By now, they could paint Garden City in broad strokes as a community, even its social hierarchy of respected old families (“determined by the amount of land their ancestors homesteaded,” Nelle noted).
79
Next they needed to focus in particular on the Clutters' network of friends to re-create Herb, Bonnie, Nancy, and Kenyon, in order to flesh out the portraits Nelle had created after the visit to River Valley Farm. It was the only way to see them alive—through the eyes of those who had known them well.

On January 2, while Dewey, Duntz, and Church were still plowing their way through snowstorms and toward Las Vegas, Nelle and Truman interviewed Nancy Clutter's best friend, Susan Kidwell. Susan shared a tiny pink-and-yellow apartment with her mother, made more cramped by a huge Hammond organ against one wall.

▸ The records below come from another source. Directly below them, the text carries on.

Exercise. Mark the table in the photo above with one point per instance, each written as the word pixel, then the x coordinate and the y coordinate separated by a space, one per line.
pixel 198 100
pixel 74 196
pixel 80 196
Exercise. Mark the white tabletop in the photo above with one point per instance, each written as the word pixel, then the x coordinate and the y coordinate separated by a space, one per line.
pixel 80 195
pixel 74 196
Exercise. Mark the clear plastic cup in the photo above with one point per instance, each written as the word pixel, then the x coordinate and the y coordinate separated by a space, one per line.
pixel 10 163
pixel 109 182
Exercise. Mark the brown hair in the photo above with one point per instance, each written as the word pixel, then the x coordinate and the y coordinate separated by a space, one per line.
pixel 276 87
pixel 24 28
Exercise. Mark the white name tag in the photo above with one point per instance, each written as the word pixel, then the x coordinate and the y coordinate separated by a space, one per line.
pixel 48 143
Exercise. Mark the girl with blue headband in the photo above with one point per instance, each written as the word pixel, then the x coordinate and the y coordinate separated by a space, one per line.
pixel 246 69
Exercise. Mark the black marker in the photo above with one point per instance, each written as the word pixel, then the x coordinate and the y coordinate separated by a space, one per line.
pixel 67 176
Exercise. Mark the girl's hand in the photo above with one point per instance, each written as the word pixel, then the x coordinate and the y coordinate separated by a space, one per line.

As Nelle listened quietly to Susan and Truman talk, a vision of what Nancy Clutter valued in a friend became clear. Susan was “completely against the grain of the majority of her contemporaries and life in Holcomb and G. C. [Garden City],” Nelle realized. “Pathetically sensitive and lonely; stands out on landscape like a fine and well-wrought thumb. Girl of remarkable sensibility for 15.… Every cut, every pleasure, everything shows in her eyes.… Loved Nancy as she loved no other person.”
80

Truman used a more cinematic eye to describe Susan: “thin and extremely tall for her age.” “[S]he has a broad-boned but thin and very expressive face, and a poor complection [
sic
]; nevertheless, she is an attractive girl with a good-speaking voice (low, and with rather elegant inflections) and a nice sense of humor.… She has long sensitive fingers; her hair is long, a sort of greenish/brownish blonde, and rolled up at the bottom. She has had an unhappy life; her father deserted Mrs. Kidwell some years ago etc. She and her mother live in a kind of genteel poverty (Mrs. Kidwell, ‘Of course, it's easy for you to see that we once had money').”
81

*   *   *

Occasionally, Nelle and Truman went their separate ways in Garden City, particularly when Nelle wanted to act as a listening post. “She became friendly with all the churchgoers,” Truman said.
82
The minutiae she heard from the gossipers in Garden City that he might not have heard contributed to the murmuring subtext that he later channeled into his narrative. “Nelle provided a number of insights and descriptions that Capote would have missed,” said Dolores Hope.
83
For instance, Nelle found out that Nancy Clutter bit her nails when she was under stress; that the night of her starring role in the school play she held hands backstage with someone besides her boyfriend, Bobby Rupp (she liked to flirt, one of her teachers said); and afterward, she and Rupp went to a scary midnight movie because it was Friday the thirteenth. Truman later combined these details into a simulated phone conversation between Nancy and her best friend, Susan Kidwell:

“Tell,” said Susan, who invariably launched a telephone session with this command. “And, to begin, tell why you were flirting with Jerry Roth.” Like Bobby, Jerry Roth was a school basketball star.